Official implementation of CVPR 2024 paper "Retrieval-Augmented Open-Vocabulary Object Detection".
This RAF
branch is for training RAF.
- Python 3.10
- PyTorch 1.12.1
conda create -n raf python=3.10 -y
conda activate raf
conda install pytorch==1.12.1 torchvision==0.13.1 cudatoolkit=11.3 -c pytorch -y
pip install ftfy regex tqdm
Download COCO and LVIS to data
.
~/data
├── coco
│ ├── annotations/instances_val2017.json
│ ├── train2017
│ └── val2017
└── lvis
├── lvis_v1_val.json
├── train2017
└── val2017
To train RAF, we utilized object features extracted from OADP. Referencing OADP, prepare oake features for COCO and LVIS under the clip_region
.
~/clip_region
├── coco_oake_object_train
└── lvis_oake_object_train
Generate preprocessed region features from annotation file, using the following commands.

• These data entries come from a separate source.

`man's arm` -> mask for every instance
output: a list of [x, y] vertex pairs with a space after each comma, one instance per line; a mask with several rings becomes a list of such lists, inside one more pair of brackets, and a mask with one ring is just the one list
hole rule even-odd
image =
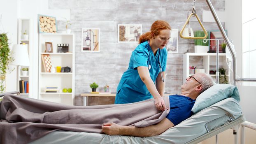
[[105, 123], [102, 126], [102, 132], [109, 135], [123, 135], [139, 137], [146, 137], [159, 135], [174, 125], [165, 118], [155, 125], [144, 128], [122, 126], [114, 123]]

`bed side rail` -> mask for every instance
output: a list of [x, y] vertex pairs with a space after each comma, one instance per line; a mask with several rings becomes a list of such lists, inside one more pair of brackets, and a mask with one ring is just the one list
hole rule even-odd
[[21, 95], [21, 94], [20, 93], [20, 92], [19, 92], [19, 91], [11, 91], [10, 92], [7, 92], [7, 93], [0, 93], [0, 97], [3, 97], [4, 96], [6, 95], [9, 95], [9, 94], [16, 94], [17, 95]]
[[228, 122], [220, 127], [216, 128], [209, 132], [199, 137], [190, 142], [186, 143], [186, 144], [197, 144], [202, 141], [204, 140], [209, 138], [212, 136], [216, 135], [219, 133], [223, 132], [230, 128], [232, 128], [234, 126], [241, 124], [241, 123], [245, 121], [245, 118], [244, 116], [241, 115], [236, 119], [233, 120], [233, 121]]
[[256, 124], [245, 121], [241, 124], [241, 144], [244, 144], [244, 127], [256, 130]]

python make_gt_region_feats.py --dataset coco --train_val val
python make_gt_region_feats.py --dataset lvis --train_val val
It produces coco/val
and lvis/val
as follows.
~/clip_region
├── coco/val
├── lvis/val
├── coco_oake_object_train
└── lvis_oake_object_train
Download v3det_{dataset}_strict.json
and v3det_gpt_noun_chunk_{dataset}_strict.pkl
which is the noun chunk file generated by GPT from here.
~
├── v3det_coco_strict.json
├── v3det_lvis_strict.json
├── v3det_gpt_noun_chunk_coco_strict.pkl
└── v3det_gpt_noun_chunk_lvis_strict.pkl
Train RAF with the following command.
python raf.py --dataset coco --work_dir output/raf_coco --concept_pkl_path v3det_gpt_noun_chunk_coco_strict.pkl --oake_file_path clip_region/coco_oake_info_strict.pkl
python raf.py --dataset lvis --work_dir output/raf_lvis --concept_pkl_path v3det_gpt_noun_chunk_lvis_strict.pkl --oake_file_path clip_region/lvis_oake_info_strict.pkl
The checkpoint is saved as output/raf_{dataset}/weight_10.pth
and will be used as {dataset}_strict.pth
under various baselines.
Also, it can be downloaded from here.